Sampling algorithms for D

Thu Apr 12 07:45:34 PDT 2012

Hello all,

My programming experience is mostly in C with some C++, so much of the 
programming style of D is not familiar to me.  With that in mind, I thought I'd 
set up a little pet project to try and learn good D programming style.

What I thought I'd do is implement some clever algorithms for random sampling 
which I've already done in a C based on the GNU Scientific Library.

The D implementation is (in very primitive form) at:
https://github.com/WebDrake/SampleD

... and I'm using GDC 4.6.3 on Ubuntu 12.04 as my compiler.

The basic challenge here is that, given a collection of N records, we want to 
take a sample of size n < N such that the chance of any given record being 
picked is equal.  The algorithms implemented are based on the notion of 
generating a series of random "skips" across the sequence of records, picking 
the records you land on.

The idea is that one initializes the algorithm by giving the total number of 
records and the sample size required.  The sampler provides a method, select(), 
which when called picks the next entry in the sample, up to the total number 
required; if you keep calling it when the sample is complete, it throws an error.

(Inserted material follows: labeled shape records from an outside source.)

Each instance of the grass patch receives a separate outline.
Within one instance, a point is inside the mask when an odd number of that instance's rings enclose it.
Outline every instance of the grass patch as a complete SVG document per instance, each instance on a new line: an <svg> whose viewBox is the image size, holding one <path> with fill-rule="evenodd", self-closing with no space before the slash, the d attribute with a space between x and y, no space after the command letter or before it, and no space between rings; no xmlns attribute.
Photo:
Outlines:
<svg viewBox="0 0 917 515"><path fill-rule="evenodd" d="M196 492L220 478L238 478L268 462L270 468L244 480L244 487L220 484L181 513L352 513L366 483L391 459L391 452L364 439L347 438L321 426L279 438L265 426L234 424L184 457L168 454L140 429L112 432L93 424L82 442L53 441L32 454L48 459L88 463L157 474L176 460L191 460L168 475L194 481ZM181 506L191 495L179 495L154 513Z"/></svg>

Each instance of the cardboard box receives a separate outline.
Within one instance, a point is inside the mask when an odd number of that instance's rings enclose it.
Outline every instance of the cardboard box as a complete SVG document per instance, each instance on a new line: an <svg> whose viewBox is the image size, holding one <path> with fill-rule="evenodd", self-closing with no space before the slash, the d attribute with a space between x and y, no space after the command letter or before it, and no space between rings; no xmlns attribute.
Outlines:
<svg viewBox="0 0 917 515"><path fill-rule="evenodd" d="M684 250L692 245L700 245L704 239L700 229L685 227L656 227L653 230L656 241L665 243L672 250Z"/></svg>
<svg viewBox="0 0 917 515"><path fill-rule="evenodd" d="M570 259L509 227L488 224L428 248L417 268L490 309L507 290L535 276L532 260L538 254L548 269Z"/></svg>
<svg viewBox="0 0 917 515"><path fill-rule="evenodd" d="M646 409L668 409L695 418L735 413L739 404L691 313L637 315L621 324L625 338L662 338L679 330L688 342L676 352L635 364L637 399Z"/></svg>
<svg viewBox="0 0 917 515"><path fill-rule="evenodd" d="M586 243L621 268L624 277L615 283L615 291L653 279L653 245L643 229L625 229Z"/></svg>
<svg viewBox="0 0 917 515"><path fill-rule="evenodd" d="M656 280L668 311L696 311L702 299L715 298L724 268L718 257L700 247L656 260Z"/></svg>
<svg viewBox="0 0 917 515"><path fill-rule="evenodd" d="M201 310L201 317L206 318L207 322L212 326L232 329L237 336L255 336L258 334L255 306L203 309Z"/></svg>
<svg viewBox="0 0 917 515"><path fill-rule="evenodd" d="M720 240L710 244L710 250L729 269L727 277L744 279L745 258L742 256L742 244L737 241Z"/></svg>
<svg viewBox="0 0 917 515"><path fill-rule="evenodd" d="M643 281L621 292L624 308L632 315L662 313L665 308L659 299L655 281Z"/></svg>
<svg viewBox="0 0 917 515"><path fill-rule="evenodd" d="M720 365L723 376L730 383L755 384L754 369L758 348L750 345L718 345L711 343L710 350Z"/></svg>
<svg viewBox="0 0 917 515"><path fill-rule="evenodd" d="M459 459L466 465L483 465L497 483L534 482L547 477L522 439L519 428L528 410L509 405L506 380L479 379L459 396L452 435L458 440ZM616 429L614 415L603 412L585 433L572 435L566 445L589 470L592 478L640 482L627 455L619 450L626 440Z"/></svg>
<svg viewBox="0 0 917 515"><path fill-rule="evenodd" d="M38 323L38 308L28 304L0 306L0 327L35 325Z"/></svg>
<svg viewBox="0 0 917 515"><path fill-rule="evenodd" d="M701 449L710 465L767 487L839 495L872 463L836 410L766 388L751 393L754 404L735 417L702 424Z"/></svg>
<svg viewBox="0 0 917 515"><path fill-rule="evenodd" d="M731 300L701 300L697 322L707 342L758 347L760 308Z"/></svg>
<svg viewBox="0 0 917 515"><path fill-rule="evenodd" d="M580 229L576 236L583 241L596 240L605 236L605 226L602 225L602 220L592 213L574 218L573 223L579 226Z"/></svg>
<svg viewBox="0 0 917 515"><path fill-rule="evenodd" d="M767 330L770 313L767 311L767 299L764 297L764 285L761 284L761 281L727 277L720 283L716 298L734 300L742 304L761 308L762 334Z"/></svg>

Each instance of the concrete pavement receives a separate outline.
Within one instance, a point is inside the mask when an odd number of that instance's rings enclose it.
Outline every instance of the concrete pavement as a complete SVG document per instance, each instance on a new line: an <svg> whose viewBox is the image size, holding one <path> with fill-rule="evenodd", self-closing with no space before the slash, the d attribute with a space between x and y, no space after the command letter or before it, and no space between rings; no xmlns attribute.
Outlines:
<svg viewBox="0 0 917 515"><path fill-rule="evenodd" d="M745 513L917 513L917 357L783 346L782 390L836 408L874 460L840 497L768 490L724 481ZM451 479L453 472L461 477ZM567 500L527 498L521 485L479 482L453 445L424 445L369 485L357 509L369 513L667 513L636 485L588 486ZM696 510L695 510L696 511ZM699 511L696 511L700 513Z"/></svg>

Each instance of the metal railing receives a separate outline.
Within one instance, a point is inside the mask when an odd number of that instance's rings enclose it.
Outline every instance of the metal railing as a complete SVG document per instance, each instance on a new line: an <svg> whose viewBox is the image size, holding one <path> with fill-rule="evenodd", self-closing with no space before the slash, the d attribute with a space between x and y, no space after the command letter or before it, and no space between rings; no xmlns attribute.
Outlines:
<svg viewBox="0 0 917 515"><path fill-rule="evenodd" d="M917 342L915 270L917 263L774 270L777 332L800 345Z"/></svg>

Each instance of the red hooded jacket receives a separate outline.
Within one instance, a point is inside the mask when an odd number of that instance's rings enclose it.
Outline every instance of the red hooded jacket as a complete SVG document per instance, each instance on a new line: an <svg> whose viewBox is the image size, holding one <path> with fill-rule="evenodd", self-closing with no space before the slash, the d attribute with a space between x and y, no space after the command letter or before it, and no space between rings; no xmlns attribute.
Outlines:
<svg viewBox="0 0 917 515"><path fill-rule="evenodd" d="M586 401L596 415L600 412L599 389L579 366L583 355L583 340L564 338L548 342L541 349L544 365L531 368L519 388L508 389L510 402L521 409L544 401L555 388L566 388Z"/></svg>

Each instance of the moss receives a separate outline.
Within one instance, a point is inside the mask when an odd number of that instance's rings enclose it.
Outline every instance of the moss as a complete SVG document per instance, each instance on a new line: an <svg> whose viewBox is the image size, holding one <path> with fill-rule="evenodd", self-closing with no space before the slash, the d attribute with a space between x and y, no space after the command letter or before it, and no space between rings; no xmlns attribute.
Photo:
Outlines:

Consequently, these algorithms don't store the entire sample, or the collection 
of records (which are just assumed to be labelled 0, 1, 2, ..., N-1).  Rather, 
it just outputs, one by one as called upon, the indices of the selected records.

So, introduction away, here are the main questions I came up with in creating 
the code.

(1) Effective handling of random numbers.
----
The design concept was for the sampler classes to use a specified uniform random 
number generator if provided, otherwise to use rndGen.  This turned out to be 
trickier than anticipated, and I'm not very happy with the current solution.

My first attempt just templatized class methods select() and skip().  However, 
one of the algorithms (class VitterD) requires random initialization as well, 
and trying to template this() ran into this bug: 
http://d.puremagic.com/issues/show_bug.cgi?id=435

I'm really not too happy with turning the whole class into a template just for 
the sake of the random number generator, so can anyone suggest an effective way 
to resolve the problem?

(I may be biased here by C/GSL experience, where I've got used to passing the 
RNG as a pointer, meaning runtime polymorphism.)

(2) init() function?
----
I was unsure whether it would be good design practice for the sampler classes to 
be throwaway (1 instance = 1 use) or to put in place an init() function that 
would reset it with new record and sample sizes.  Any thoughts?

(3) Uniform random number on (0,1)
----
The algorithms' specification explicitly refers to uniform random numbers on the 
open interval, which I take to mean (0,1) i.e. excluding zero.  Phobos currently 
provides only a half-open uniform distribution on [a,b).

I've implemented a simple uniform_open() function which should return a uniform 
distribution on (a,b).  The question is, are there any plans for an 
open-interval uniform distribution in Phobos?  Can I rely on this functionality 
being provided in the long term in D's standard library?

(4) Truncation
----
The code uses C's trunc() function to return the integer part of a floating 
point number.  D doesn't seem to like it very much when I then set a size_t as 
equal to the result of trunc(), and I have to use a type cast.  Is there a more 
elegant D-ish way of achieving the same result?  roundTo() isn't adequate, as it 
rounds to the _nearest_ integer rather than the integer part.

(5) ... any general stylistic comments? :-)

Thanks and best wishes,

     -- Joe